I'm trying to connect my site to MySQL. 

CONNECTION NAME: (I choose any name)
MYSQL SERVER:  localhost
USERNAME:  chennon_username (user of the MySQL Database - created with Hosting)
PASSWORD: (password to the above user- created with Hosting)
DATABASE:

I'm having problems connecting. I'm using php, Dreamweaver CC, and XAMPP (test server)  for my site. When I connect I receive errors.

*Error #1:* Your PHP server doesn't have the MySQL module loaded or you can't use the mysql_(p)connect functions.

*Error #2 (MySQL Error #1045)*: Access denied for user 'chennon_username@localhost' (using password: YES)

*Error #3*: a) There is no test server running on the server machine b) The testing server specified for this site does not map to the http://localhost/_mmServerScripts/MMHTTPDB.php URL. Verify that the URL Prefix maps to the root of the site.

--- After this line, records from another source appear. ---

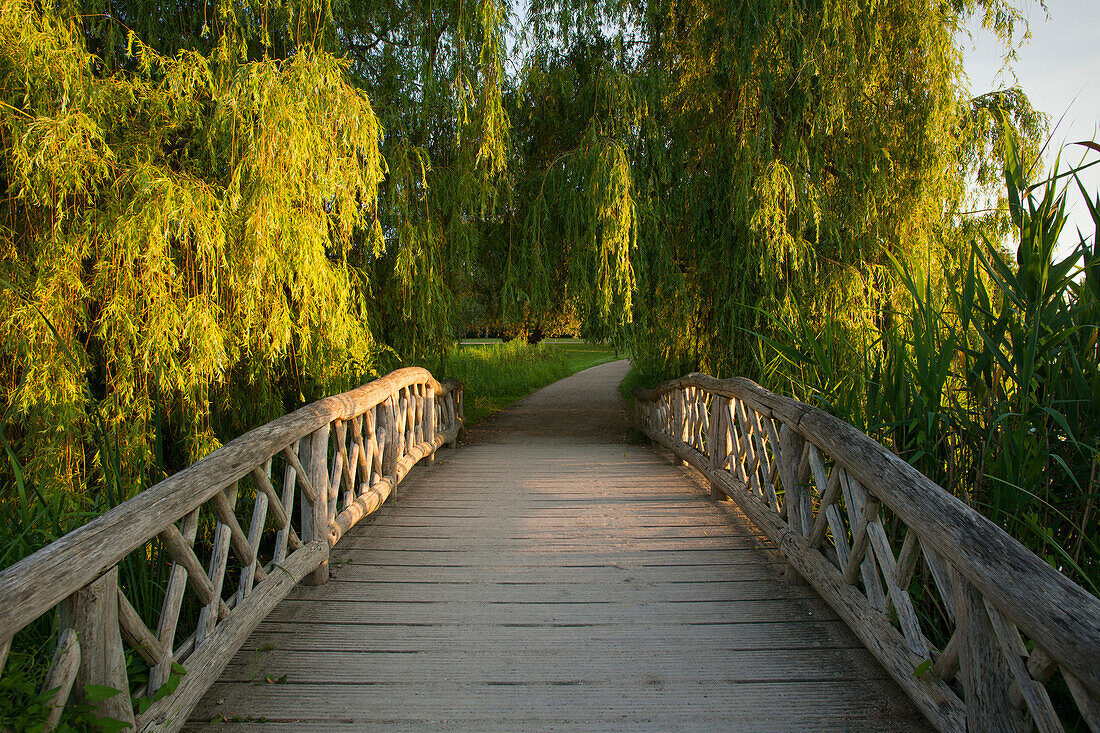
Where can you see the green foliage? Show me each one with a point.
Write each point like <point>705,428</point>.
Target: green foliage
<point>985,378</point>
<point>497,374</point>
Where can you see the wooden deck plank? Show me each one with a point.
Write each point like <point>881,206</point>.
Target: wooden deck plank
<point>550,577</point>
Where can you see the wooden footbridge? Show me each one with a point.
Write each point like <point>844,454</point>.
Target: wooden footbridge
<point>551,575</point>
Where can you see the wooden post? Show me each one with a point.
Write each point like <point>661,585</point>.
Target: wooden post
<point>679,422</point>
<point>315,517</point>
<point>716,440</point>
<point>391,447</point>
<point>92,612</point>
<point>429,420</point>
<point>983,674</point>
<point>790,457</point>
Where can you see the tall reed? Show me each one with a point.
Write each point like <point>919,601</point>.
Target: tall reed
<point>985,376</point>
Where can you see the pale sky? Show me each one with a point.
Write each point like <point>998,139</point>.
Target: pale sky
<point>1059,70</point>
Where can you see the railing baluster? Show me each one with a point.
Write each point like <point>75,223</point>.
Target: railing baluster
<point>92,612</point>
<point>315,515</point>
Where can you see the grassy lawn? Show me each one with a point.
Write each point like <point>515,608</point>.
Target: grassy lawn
<point>496,374</point>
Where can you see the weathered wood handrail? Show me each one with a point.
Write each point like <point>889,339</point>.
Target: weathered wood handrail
<point>831,498</point>
<point>344,455</point>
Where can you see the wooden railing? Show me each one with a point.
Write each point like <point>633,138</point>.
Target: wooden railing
<point>836,504</point>
<point>337,459</point>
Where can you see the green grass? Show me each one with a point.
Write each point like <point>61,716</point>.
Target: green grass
<point>497,374</point>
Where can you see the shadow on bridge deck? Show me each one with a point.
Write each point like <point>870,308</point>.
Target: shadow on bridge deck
<point>547,576</point>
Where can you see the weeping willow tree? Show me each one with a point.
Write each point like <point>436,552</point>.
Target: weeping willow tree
<point>206,220</point>
<point>776,155</point>
<point>215,211</point>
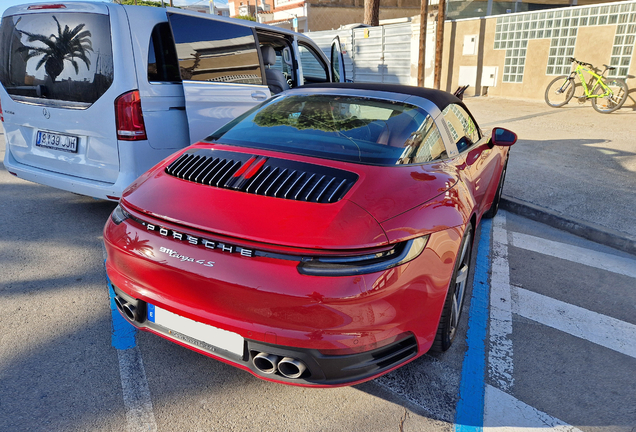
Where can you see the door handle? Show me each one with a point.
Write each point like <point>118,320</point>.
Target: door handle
<point>259,96</point>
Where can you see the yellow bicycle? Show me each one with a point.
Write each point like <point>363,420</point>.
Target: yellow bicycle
<point>607,95</point>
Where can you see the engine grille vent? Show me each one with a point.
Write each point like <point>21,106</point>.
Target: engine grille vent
<point>259,175</point>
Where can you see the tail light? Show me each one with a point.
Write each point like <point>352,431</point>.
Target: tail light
<point>129,118</point>
<point>51,6</point>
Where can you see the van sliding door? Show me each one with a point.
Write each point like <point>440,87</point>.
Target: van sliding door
<point>221,71</point>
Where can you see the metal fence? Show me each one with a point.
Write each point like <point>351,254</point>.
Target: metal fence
<point>382,54</point>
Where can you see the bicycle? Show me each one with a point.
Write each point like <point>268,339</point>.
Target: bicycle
<point>607,96</point>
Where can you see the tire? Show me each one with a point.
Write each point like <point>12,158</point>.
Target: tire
<point>451,314</point>
<point>608,104</point>
<point>560,91</point>
<point>494,207</point>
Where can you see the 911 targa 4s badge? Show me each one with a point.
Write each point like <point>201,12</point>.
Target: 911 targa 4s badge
<point>338,223</point>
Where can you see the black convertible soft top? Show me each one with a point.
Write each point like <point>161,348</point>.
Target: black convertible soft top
<point>440,98</point>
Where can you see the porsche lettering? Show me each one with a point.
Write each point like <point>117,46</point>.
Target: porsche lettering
<point>175,235</point>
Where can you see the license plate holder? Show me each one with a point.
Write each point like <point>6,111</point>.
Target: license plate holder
<point>57,141</point>
<point>196,333</point>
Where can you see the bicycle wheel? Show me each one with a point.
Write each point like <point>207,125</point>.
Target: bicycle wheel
<point>608,104</point>
<point>559,91</point>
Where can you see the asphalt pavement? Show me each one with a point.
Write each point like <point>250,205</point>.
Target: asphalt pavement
<point>572,168</point>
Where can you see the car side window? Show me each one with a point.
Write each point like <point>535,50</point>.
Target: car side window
<point>314,69</point>
<point>215,51</point>
<point>163,65</point>
<point>424,145</point>
<point>461,126</point>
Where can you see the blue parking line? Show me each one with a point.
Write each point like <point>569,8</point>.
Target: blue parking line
<point>123,333</point>
<point>469,416</point>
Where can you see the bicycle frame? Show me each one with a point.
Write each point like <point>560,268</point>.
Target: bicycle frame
<point>599,81</point>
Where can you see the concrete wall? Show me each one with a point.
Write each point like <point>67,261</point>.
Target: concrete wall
<point>595,41</point>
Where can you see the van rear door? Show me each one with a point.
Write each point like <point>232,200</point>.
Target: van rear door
<point>57,69</point>
<point>221,69</point>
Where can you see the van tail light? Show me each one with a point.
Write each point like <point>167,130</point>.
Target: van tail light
<point>129,118</point>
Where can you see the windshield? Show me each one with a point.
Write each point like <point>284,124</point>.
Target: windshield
<point>56,58</point>
<point>351,129</point>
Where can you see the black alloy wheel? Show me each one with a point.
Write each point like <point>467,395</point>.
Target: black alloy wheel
<point>451,314</point>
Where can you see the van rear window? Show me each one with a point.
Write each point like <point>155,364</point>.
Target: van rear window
<point>62,59</point>
<point>215,51</point>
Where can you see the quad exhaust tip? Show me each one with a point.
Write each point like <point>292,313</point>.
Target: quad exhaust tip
<point>291,368</point>
<point>266,363</point>
<point>288,367</point>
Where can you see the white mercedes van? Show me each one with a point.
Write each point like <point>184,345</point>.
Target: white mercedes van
<point>94,94</point>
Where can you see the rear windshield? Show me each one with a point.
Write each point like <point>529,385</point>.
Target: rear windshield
<point>351,129</point>
<point>63,59</point>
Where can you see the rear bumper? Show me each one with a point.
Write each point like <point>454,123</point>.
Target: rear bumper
<point>344,329</point>
<point>323,370</point>
<point>65,182</point>
<point>79,185</point>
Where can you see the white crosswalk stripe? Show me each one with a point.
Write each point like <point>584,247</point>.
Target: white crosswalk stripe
<point>600,260</point>
<point>502,411</point>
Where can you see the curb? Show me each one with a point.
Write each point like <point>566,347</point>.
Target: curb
<point>587,230</point>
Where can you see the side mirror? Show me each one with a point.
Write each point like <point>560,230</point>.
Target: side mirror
<point>503,137</point>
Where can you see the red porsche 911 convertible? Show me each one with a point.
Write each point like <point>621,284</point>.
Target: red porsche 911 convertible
<point>322,238</point>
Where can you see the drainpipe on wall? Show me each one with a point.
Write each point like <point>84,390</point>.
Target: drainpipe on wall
<point>439,42</point>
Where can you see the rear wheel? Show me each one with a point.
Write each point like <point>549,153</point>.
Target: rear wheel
<point>452,311</point>
<point>608,104</point>
<point>559,91</point>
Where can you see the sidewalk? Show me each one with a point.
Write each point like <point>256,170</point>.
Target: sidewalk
<point>572,167</point>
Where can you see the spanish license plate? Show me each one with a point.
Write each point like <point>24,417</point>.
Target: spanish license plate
<point>57,141</point>
<point>193,332</point>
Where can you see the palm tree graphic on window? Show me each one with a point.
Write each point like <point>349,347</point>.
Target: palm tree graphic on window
<point>68,45</point>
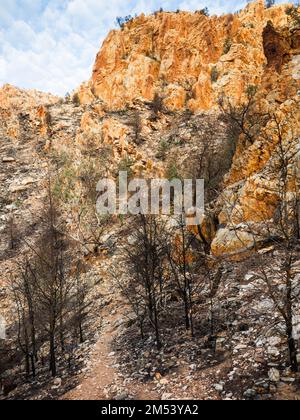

I been searching online for answers but no luck. I hope you guys can help me. It's been over a week now.


Thanks,

Craig


----------



## SirDice (Aug 7, 2017)

1) install databases/php56-pdo_mysql, databases/php70-pdo_mysql or databases/php71-pdo_mysql
2) Password is not correct or user doesn't exist.
3) No idea, don't know the application that generates this error.

Note that this is a forum for FreeBSD support questions. We do not deal with any other operating system.

Apparently this is a Windows question. Thread closed.

Rule #7: *FreeBSD* Forums Rules


----------